It has been a week since the heavy loss of lives, limbs, hopes and spirits, as Sri Lanka continues to reel from the devastating Easter Sunday bombings that has claimed more than 250 lives. The bigger heartbreak is that it came just three weeks after the New Zealand shootings, when the dust was still struggling to settle.
Once again, the victims were soft targets. People, including many children, going to places of worship to fulfill their religious obligations, not in the least anticipating the horrors awaiting them.
As bombs exploded in churches and hotels, a young generation of children raised in a violence free era, were brutally reminded of the country’s past history.
Once again, the world has been reacting in disbelief, showering its attention and love on the victims and generally grappling with how to deal with such continuous mindless acts of violence.
As a gesture of solidarity with the Commonwealth nations, Britain’s Prince William is now on a visit to New Zealand, in the aftermath of the shootings that claimed 50 lives. The future King, in one of his addresses, said New Zealand “during the unspeakable act of hate, had achieved something remarkable. You stood up and you stood together.”
This speech can apply just as much to Sri Lanka, where its people have shown remarkable resilience in dealing with such a major disruption to its peace, a decade after the end of its crippling civil war.
This beautiful island knows it has to be back on its feet, to raise its spirits once again and heal its tourist driven economy that’s already seeing many cancellations, with experts estimating a 30 percent drop in tourist arrivals this year.
More than anything, Sri Lanka cannot allow this setback to halt the remarkable road to recovery it was on.
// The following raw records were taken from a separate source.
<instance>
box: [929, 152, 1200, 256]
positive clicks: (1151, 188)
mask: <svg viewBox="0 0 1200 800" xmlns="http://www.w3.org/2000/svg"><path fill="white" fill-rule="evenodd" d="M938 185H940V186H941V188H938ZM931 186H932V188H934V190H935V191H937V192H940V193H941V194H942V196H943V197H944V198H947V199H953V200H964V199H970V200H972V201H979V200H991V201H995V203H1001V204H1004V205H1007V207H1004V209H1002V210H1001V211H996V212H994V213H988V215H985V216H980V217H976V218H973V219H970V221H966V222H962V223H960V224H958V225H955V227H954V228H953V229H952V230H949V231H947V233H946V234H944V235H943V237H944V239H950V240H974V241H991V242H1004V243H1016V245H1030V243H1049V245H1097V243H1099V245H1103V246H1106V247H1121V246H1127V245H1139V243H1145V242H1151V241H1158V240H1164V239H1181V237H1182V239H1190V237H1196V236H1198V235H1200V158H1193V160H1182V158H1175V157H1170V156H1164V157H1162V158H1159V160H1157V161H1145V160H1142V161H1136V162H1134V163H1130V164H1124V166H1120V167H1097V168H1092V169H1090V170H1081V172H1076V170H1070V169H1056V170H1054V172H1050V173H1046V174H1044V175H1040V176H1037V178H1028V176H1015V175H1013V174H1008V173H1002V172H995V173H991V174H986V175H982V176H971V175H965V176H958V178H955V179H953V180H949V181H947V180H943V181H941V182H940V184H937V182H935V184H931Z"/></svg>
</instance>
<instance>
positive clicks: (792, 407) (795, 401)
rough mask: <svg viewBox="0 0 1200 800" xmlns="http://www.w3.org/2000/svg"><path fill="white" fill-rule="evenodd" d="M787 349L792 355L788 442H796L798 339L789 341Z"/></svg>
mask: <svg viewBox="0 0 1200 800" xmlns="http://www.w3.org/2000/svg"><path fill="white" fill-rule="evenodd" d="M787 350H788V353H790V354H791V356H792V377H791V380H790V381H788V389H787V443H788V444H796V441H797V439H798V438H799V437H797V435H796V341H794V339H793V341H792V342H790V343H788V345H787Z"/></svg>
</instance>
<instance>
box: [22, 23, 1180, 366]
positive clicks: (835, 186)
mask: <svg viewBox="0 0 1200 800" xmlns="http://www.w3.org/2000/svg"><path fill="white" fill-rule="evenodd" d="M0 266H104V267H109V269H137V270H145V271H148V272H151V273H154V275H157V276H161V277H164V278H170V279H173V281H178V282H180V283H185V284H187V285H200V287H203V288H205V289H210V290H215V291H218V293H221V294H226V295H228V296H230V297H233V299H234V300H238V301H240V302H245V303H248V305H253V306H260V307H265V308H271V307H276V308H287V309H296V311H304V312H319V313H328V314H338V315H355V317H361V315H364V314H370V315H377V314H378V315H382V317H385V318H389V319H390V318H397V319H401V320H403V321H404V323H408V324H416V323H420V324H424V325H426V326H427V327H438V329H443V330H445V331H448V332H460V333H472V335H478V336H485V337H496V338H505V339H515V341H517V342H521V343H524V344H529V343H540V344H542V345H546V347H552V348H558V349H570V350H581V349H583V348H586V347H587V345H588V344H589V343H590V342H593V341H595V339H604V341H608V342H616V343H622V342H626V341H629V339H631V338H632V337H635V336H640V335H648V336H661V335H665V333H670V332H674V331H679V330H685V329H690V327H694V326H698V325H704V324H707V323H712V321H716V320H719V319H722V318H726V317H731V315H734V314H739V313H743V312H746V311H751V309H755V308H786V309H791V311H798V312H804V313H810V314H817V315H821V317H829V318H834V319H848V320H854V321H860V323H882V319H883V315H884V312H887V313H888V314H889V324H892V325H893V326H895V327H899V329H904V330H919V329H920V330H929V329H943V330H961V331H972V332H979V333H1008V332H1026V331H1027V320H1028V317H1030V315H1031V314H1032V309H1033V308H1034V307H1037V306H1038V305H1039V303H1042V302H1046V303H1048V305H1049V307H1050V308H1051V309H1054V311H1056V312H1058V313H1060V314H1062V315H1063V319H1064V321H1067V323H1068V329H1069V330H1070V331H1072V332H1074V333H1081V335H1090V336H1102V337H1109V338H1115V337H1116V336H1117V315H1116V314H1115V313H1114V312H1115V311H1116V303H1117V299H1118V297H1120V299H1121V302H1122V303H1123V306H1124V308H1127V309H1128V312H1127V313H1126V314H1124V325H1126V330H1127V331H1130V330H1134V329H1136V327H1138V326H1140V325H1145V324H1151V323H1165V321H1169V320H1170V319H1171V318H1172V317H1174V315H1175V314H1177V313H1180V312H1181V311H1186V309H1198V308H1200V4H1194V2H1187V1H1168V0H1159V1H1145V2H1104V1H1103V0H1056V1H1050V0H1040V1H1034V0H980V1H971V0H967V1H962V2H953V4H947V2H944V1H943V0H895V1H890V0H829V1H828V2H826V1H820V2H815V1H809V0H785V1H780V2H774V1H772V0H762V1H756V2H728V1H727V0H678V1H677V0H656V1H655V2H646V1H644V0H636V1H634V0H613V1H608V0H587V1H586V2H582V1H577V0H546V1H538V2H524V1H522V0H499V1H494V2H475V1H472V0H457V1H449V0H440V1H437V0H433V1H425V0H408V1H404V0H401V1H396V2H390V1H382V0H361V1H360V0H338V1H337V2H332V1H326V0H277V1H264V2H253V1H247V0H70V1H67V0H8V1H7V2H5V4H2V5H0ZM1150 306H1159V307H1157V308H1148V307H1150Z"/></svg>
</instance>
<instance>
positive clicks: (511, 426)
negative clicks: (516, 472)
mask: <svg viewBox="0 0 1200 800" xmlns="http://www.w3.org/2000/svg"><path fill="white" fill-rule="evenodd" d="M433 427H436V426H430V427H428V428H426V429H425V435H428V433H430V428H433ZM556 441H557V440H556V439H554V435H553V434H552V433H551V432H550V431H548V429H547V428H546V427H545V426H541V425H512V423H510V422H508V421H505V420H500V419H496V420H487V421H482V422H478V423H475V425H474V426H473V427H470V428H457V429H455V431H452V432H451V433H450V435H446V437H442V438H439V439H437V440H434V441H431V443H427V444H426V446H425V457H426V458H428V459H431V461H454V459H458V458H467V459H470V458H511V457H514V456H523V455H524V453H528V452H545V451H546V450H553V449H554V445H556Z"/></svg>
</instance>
If anything, the people of Sri Lanka can rest assured they are on the minds of the world’s peace-loving people.
Since time immemorial there have been many peace traditions practiced by so many cultures all over the world. Modern civilisations may have overlooked such practices in pursuit and preference of science and technology, not bad in themselves, but it is worth noting, the world can now do with more such peace initiatives.
On that note, here are some traditions from around the world that all share a common theme – to move away from chaos and allow peace to reign.
This ancient Tibetan Buddhist penance is not just for personal spiritual fulfillment but when performed in masses, which is usually the case, it is also for peace and prosperity for all of humanity. It is arguably the most grueling ritual, as pilgrims prostrate themselves after every step of a wintry, mountainous journey that lasts two weeks and over 105 kms.
Castells – Spanish art of human towers
This Catalan sport serves as an important cultural symbol for communities, requiring people to come together and demonstrate cooperation to build something bigger than just themselves. The festivities surrounding the building of the human castells [castles] not only require strength, balance, courage and mindfulness, but they also bring together people of all walks of life together, irrespective of their backgrounds.
Loy Krathong Festival
This is a Thai tradition that has gained much international recognition. ‘Loy’ means float and ‘Krathong’ is small container. It is a public holiday in the country where celebrations begin at sundown on the full moon day in November. The tradition of releasing a sky lantern symbolises problems and worries floating away. Krathongs are also floated in water, traditionally a piece of a banana tree trunk containing a candle, incense and flowers – to float away past mistakes and negative thoughts and more importantly, it symbolises the letting go of anger and hatred.
This worship is performed every dusk in the ancient city of Varanasi on the banks of the river Ganges come rain or shine. It is a resplendent ritual involving water, flowers, lamps, incense and various other ritual objects to dispel darkness and act as thanksgiving for the benevolence and grace bestowed in humankind. The aarti is a daily reminder of the need to break free from the stress and strain of life and ingest joy, reverence and peace.
Chado – finding peace with tea
The objective of this traditional Japanese tea ceremony, performed with grace and beauty, is to create a relaxed communication between host and guest. It is based in part on the etiquette of serving tea, but it also includes the intimate connections with architecture, landscape gardening and all the other elements that coexist in harmonious relationship with the ceremony. Its ultimate aim is the attainment of deep spiritual satisfaction through the drinking of tea in silent contemplation, building on values of humility, purity, reverence and harmony.
Aboriginal smoking ceremony
This is an ancient custom among Indigenous Australians and is a gesture of goodwill, bringing people together and healing them. The ceremony involves various native plants that are used to produce a wet, steamy smoke. These aromatic plants are believed to have powerful cleansing properties to ward off bad spirits. The leaves are set alight and the healing smoke purifies the space where the ceremony takes place, as the performers acknowledge ancestors and pay their respects to their land and each other.